Young students at Lakota Summer Institute 2014

The final two Best Practices for language revitalization are Oversight and Social Support.


In the school classroom setting, students’ progress needs to be tracked through regular assessment tests, to provide proof to school administrators, families and community members of the language program’s success. Schools’ proven achievements in learning can be publicly recognized with awards and honors to build pride in language learning and teaching.

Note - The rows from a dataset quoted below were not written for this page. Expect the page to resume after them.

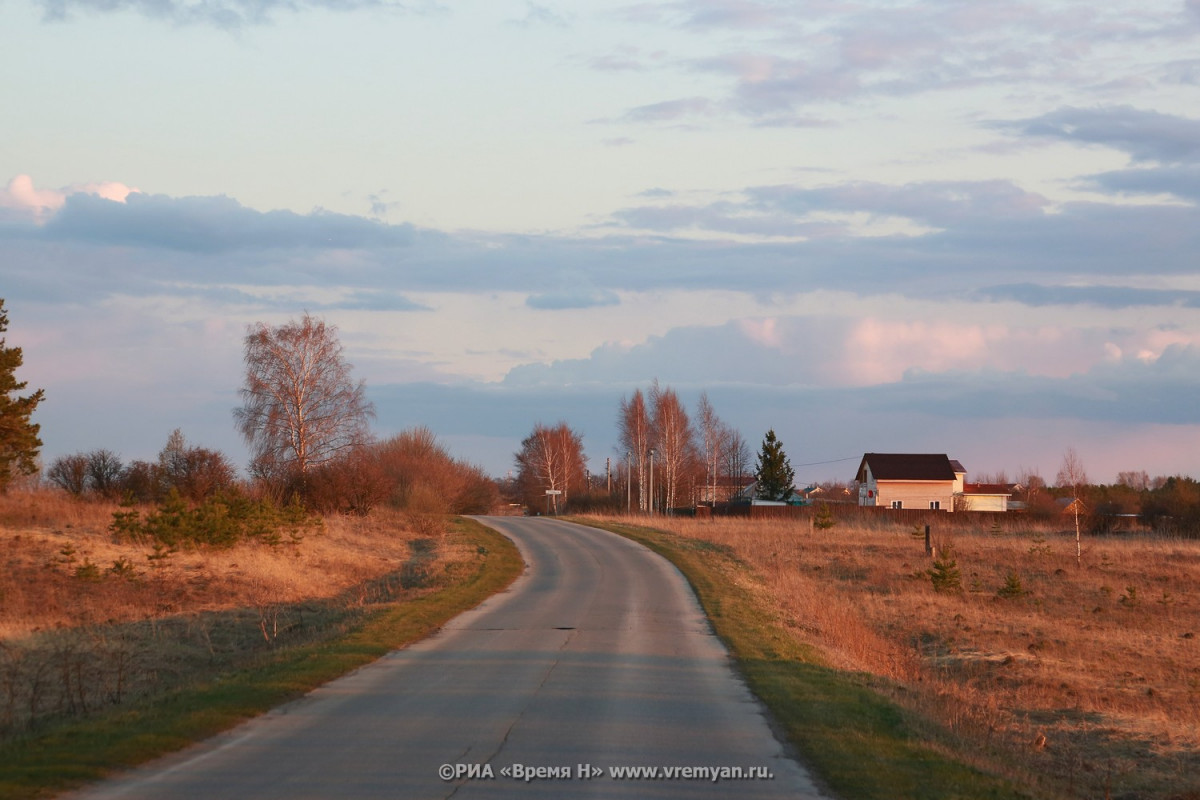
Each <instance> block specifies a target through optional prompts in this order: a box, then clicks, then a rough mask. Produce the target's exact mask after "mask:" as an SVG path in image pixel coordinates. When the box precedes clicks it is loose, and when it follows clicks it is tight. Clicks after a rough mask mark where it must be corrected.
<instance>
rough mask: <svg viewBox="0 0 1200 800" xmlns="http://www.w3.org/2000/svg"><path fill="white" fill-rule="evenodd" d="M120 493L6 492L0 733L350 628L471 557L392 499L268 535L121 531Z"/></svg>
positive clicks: (176, 681) (167, 684) (459, 547)
mask: <svg viewBox="0 0 1200 800" xmlns="http://www.w3.org/2000/svg"><path fill="white" fill-rule="evenodd" d="M116 510H118V506H115V505H110V504H103V503H94V501H79V500H73V499H66V498H64V497H62V495H60V494H59V493H53V492H43V493H32V494H28V493H12V494H10V495H0V542H2V547H0V739H2V738H4V736H5V735H12V734H16V733H19V732H20V730H24V729H28V728H29V727H30V726H34V724H36V723H37V722H38V721H40V720H42V718H46V717H48V716H61V715H77V714H86V712H90V711H92V710H95V709H96V708H100V706H103V705H107V704H114V703H121V702H125V700H126V699H128V698H131V697H136V696H139V694H144V693H146V692H152V691H158V690H162V688H166V687H169V686H172V685H175V684H179V682H182V681H186V680H188V679H191V678H193V676H197V675H204V674H209V673H211V672H214V670H217V669H220V668H222V667H224V666H228V664H230V663H234V662H238V661H239V660H245V658H247V657H252V656H253V652H254V651H257V650H262V649H271V648H275V646H277V645H278V644H283V643H294V642H295V643H298V642H304V640H312V639H313V638H316V637H320V636H325V634H329V633H331V632H334V631H336V630H340V628H341V627H344V625H346V624H348V622H349V621H350V620H352V619H353V618H354V615H355V614H356V613H358V612H359V610H360V609H362V608H365V607H368V606H370V604H372V603H377V602H388V601H391V600H395V599H397V597H400V596H403V595H404V593H408V591H420V590H422V589H424V588H425V587H427V585H430V584H431V582H432V581H433V579H436V577H437V576H438V575H440V571H442V570H445V569H451V567H454V565H456V564H458V563H460V561H464V560H467V559H468V558H469V554H468V553H467V552H466V551H464V548H462V547H452V546H448V545H446V543H445V542H444V541H443V540H440V539H431V537H428V536H425V535H422V534H421V533H419V531H412V530H408V529H407V528H406V527H404V524H403V518H402V517H401V515H398V513H397V512H391V511H377V512H374V513H372V515H371V516H368V517H335V518H329V519H326V521H325V523H324V525H323V527H322V529H320V533H317V534H308V535H306V536H305V537H304V539H302V540H301V541H299V542H293V541H287V542H286V543H278V545H276V546H270V545H268V543H264V542H262V541H258V540H253V541H244V542H241V543H238V545H235V546H234V547H230V548H228V549H211V548H208V549H205V548H199V549H179V551H169V549H166V548H163V547H162V546H161V545H160V546H152V545H148V543H133V542H116V541H114V539H113V535H112V534H110V533H109V530H108V524H109V522H110V521H112V515H113V512H114V511H116Z"/></svg>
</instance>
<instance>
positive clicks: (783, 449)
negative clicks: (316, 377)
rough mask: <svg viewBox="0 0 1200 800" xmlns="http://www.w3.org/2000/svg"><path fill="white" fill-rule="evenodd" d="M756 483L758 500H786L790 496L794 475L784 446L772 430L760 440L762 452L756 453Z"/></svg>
mask: <svg viewBox="0 0 1200 800" xmlns="http://www.w3.org/2000/svg"><path fill="white" fill-rule="evenodd" d="M755 477H756V479H757V481H758V491H757V494H758V499H760V500H786V499H787V498H790V497H791V495H792V492H793V491H794V487H793V486H792V483H793V481H794V480H796V473H794V471H793V470H792V464H791V462H788V461H787V453H785V452H784V444H782V443H781V441H780V440H779V439H776V438H775V431H774V428H773V429H770V431H768V432H767V438H764V439H763V440H762V452H760V453H758V467H757V469H756V470H755Z"/></svg>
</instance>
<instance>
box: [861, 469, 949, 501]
mask: <svg viewBox="0 0 1200 800" xmlns="http://www.w3.org/2000/svg"><path fill="white" fill-rule="evenodd" d="M895 503H899V504H900V507H901V509H919V510H924V511H929V510H930V509H937V510H938V511H953V510H954V482H953V481H876V480H875V476H874V475H871V473H870V468H868V473H866V481H865V482H864V483H863V485H860V486H859V487H858V505H860V506H883V507H884V509H888V507H892V506H893V504H895ZM935 504H936V505H935Z"/></svg>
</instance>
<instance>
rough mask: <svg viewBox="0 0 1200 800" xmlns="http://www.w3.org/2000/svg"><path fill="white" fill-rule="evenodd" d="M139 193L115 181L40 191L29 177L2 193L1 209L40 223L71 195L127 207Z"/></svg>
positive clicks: (52, 188) (40, 188) (20, 177)
mask: <svg viewBox="0 0 1200 800" xmlns="http://www.w3.org/2000/svg"><path fill="white" fill-rule="evenodd" d="M137 191H138V190H136V188H131V187H128V186H126V185H125V184H119V182H116V181H101V182H90V184H72V185H71V186H65V187H62V188H56V190H54V188H37V187H35V186H34V179H32V178H30V176H29V175H17V176H16V178H13V179H12V180H10V181H8V185H7V186H6V187H4V188H2V190H0V209H12V210H14V211H17V212H19V213H22V215H23V216H26V217H31V218H34V219H37V221H41V219H43V218H44V217H47V216H49V215H52V213H53V212H55V211H58V210H59V209H61V207H62V205H64V204H65V203H66V200H67V197H70V196H72V194H96V196H98V197H102V198H104V199H106V200H114V201H116V203H125V199H126V198H127V197H128V196H130V194H131V193H133V192H137Z"/></svg>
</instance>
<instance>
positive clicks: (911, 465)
mask: <svg viewBox="0 0 1200 800" xmlns="http://www.w3.org/2000/svg"><path fill="white" fill-rule="evenodd" d="M868 464H870V465H871V475H874V476H875V480H877V481H953V480H954V479H955V477H956V476H955V475H954V468H953V467H950V459H949V458H948V457H947V456H946V453H866V455H865V456H863V462H862V463H860V464H859V465H858V480H859V481H865V480H866V465H868Z"/></svg>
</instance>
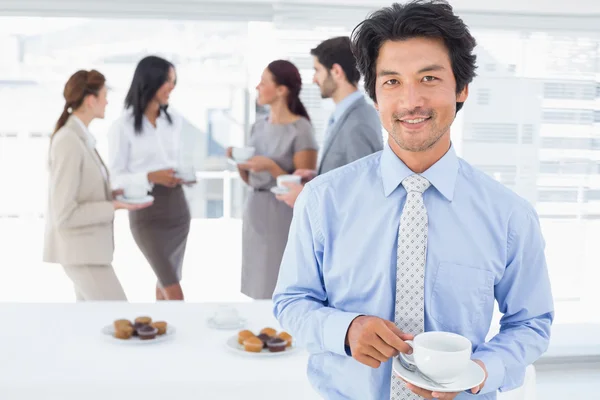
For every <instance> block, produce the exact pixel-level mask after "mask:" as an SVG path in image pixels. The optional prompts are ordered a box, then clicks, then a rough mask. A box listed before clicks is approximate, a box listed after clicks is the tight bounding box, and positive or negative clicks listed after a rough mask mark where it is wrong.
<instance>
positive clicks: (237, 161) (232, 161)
mask: <svg viewBox="0 0 600 400" xmlns="http://www.w3.org/2000/svg"><path fill="white" fill-rule="evenodd" d="M248 160H249V158H248V159H247V160H243V161H241V160H240V161H238V160H235V159H233V158H227V162H228V163H230V164H232V165H238V164H243V163H245V162H246V161H248Z"/></svg>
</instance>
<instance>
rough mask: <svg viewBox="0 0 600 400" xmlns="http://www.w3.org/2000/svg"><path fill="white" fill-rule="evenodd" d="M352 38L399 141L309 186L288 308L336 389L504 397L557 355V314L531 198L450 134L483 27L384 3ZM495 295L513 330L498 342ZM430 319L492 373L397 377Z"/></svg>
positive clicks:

Other kinds of educational programs will have the freedom to invent their own tracking and recognition methods, to make saving the endangered language a vivid community activity.

Standing Rock Elementary School, Fort Yates, ND

Standing Rock Elementary School, Fort Yates, ND

Social Support

The easiest way for endangered languages with a written version to be kept alive for tribal communities by creating bilingual signage in public places – and encourage attempts to read and speak the Native words aloud!

Living speakers can give signage a boost by getting together to coin neologisms – new words to express places and objects of the modern world.  Two Lakota tribes took on neologisms in public signage in a big way a few years ago.  The new elementary school on the Standing Rock Indian Reservation and the new hospital for the Cheyenne River Indian Reservation were being built at about the same time, and both needed bilingual signage to tell people what rooms were “Faculty Lounge,” “Gymnasium,” “Hydrotherapy,” “Ambulance Garage,” etc. The story here has more about how the Lakota language was designed into these 21st-Century buildings.

Eagle Butte Health Center, Eagle Butte, SD

Eagle Butte Health Center, Eagle Butte, SD

Another important, personal means of Social Support for language revitalization is to be encouraging and positive when anyone tries to speak the language, such as when they sound out the words on signs.  Nobody likes to be made fun of for trying something!  Even if you don’t speak the language yourself, someone who is speaking it is not trying to be better than anybody else – they are just trying to learn.

Courtney Yellow Fat and young student, Lakota Summer Institute 2014

As a language learner, you become a teacher when you use the language among other people – just by speaking.  Just by making the language heard. So “best practices” are not something isolated to the classroom or a book. They are what you do, as you encourage the language to live.